Was kannst du über die Bedingungen in den Lagern erzählen, in denen ihr gefangen gehalten wurdet?
Die Bedingungen in den Hafteinrichtungen waren erbärmlich, beengt, kafkaesk. In Patras und Petrorali wurden wir tagelang in unseren Zellen eingeschlossen und durften nicht zu den anderen Häftlingen. Die meisten meiner Mitgefangenen hatten Schnittwunden und Blutergüsse von den Schlägen, die sie bei der Verhaftung erhalten hatten. Korinthos ist ein riesiges, von der Polizei geführtes Gefängnis. Das System ist völlig undurchsichtig. Allen NGOs ist der Zutritt untersagt, und es gibt häufig keine Wasserversorgung, während sich bis zu 40 Männer eine Zelle teilen. Das Ergebnis ist Verzweiflung. In der Zelle, in der ich untergebracht war, hatte sich kürzlich ein kurdischer Flüchtling umgebracht. Das Licht brennt 24 Stunden am Tag, wenn die Bewohner einen Arzt brauchen oder das Wasser versiegt, kommt niemand. Es gab ständige Hungerstreiks, Selbstverletzungen, Schlägereien und Zusammenstöße mit den Wärtern. Diese Zentren sind Gefängnisse, die darauf abzielen, den Geist der Menschen zu brechen und sie zu zwingen, sich für eine »freiwillige« Abschiebung zu melden.

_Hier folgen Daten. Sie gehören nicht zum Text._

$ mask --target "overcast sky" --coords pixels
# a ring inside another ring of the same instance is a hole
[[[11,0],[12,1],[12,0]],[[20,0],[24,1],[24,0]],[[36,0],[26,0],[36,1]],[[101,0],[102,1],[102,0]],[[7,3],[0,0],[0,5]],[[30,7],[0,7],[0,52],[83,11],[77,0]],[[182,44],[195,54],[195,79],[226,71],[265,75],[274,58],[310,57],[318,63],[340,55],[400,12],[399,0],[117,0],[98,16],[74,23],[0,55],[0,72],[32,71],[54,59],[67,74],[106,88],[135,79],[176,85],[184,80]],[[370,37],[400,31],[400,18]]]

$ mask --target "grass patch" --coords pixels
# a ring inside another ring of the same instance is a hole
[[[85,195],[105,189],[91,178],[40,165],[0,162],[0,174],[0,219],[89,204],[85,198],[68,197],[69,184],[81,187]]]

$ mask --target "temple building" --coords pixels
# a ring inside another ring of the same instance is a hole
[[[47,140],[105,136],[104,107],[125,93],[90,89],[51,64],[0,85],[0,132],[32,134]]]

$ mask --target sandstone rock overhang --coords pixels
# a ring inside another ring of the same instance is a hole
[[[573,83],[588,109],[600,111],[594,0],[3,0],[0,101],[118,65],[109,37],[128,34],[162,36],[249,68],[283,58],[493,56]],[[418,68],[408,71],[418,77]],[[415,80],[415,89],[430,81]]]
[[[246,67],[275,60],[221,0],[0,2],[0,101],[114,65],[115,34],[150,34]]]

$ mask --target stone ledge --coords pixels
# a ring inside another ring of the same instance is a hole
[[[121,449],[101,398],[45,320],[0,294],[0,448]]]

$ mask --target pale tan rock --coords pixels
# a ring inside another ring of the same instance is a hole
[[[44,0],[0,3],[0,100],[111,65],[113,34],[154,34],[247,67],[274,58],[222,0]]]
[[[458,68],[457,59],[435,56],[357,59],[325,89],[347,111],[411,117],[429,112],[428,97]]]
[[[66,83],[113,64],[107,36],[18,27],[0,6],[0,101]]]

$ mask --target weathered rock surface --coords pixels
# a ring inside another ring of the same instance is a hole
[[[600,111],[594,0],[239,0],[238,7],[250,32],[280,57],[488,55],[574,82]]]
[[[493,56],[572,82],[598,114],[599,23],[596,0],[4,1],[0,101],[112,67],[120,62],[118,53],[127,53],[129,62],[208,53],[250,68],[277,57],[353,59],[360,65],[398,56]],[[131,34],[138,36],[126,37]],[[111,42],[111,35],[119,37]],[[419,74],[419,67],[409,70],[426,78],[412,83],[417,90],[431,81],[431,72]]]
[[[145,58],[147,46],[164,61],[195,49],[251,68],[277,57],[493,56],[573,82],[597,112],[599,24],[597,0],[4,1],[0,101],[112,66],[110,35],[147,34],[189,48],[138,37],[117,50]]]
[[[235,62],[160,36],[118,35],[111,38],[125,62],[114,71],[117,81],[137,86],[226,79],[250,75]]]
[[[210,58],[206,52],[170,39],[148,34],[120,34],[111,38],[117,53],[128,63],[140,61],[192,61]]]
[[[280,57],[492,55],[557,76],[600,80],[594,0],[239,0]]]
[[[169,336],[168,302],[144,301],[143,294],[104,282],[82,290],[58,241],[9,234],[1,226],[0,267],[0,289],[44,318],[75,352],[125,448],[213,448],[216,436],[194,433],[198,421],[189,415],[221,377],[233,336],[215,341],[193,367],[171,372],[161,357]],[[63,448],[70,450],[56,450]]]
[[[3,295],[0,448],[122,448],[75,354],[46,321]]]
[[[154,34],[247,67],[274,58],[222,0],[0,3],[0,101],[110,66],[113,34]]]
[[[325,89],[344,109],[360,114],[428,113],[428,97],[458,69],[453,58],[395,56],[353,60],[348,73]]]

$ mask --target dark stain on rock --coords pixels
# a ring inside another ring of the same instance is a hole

Planst du, öffentlich gegen die verhängten Maßnahmen vorzugehen?
Ich stimme mich mit anderen Personen ab, die von europäischen Regierungen ins Visier genommen werden, weil sie Rojava besuchen oder mit der kurdischen Bewegung zusammenarbeiten – und ich vermute, dass wir noch mehr Fälle von Verboten aufdecken werden wie das, das ich gerade anfechte. Wir werden alle rechtlichen und medialen Kanäle nutzen, um die Aufmerksamkeit auf die Zusammenarbeit westlicher Regierungen mit dem brutalen Erdoğan-Regime zu lenken.